La niña que amaba la ciencia estaba convencida de que la fórmula interdisciplinar era válida, que existían muchas recetas para la divulgación y que no debía renunciarse a innovar en este terreno, sobre todo para conseguir despertar vocaciones científicas en las jóvenes generaciones, promoviendo a su vez la igualdad de género y la integración de la discapacidad.
El recuerdo de su padre volvía a su memoria cada vez que la niña ejercía la docencia o el periodismo, compartiendo así el conocimiento que adquiría. Ella se sentía muy orgullosa de haber contribuido a la formación de tantos periodistas y divulgadores científicos, entre ellos algunos de los mejores comunicadores especializados en ciencia y tecnología de nuestro país.

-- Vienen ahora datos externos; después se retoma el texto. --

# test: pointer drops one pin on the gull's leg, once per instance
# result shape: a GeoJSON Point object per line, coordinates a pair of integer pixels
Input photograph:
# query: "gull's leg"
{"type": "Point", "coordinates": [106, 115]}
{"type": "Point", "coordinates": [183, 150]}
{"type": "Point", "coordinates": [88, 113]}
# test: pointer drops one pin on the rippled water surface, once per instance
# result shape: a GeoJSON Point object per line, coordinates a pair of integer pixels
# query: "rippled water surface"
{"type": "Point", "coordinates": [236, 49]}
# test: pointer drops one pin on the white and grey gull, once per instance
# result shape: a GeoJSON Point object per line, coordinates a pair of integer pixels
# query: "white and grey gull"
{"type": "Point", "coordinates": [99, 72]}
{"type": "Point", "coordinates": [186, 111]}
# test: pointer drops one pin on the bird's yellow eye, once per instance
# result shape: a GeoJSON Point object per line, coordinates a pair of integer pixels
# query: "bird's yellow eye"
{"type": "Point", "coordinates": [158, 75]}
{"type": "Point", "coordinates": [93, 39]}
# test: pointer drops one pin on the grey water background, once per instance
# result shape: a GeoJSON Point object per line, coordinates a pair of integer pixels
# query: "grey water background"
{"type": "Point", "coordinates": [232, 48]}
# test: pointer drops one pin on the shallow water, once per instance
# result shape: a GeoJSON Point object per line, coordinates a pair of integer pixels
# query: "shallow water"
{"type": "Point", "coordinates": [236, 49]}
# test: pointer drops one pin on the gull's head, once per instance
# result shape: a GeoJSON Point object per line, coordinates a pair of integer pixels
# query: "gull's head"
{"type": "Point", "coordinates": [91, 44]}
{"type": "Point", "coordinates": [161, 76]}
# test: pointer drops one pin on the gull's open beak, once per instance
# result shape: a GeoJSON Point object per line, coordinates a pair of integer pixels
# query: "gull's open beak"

Las estrellas le inspiraron una vocación literaria que no terminó con aquella obra teatral sobre Henrietta Leavitt. “Si Cervantes y Shakespeare hablaron de eclipses en sus magnas obras, ¿por qué no hay más astronomía y, por extensión, más contenido científico en la literatura contemporánea?, se preguntaba la niña. Después de tantos años de la expresión de Las dos culturas, seguimos hablando del divorcio entre ciencia y humanidades. Por eso, el centro donde ella trabajaba, con una larga experiencia en iniciativas de divulgación, generaba atrevidos proyectos transversales, como “En un lugar del Universo…”, un guiño al Quijote que fusionó astrofísica y literatura, con la participación de grandes figuras de las letras hispanas.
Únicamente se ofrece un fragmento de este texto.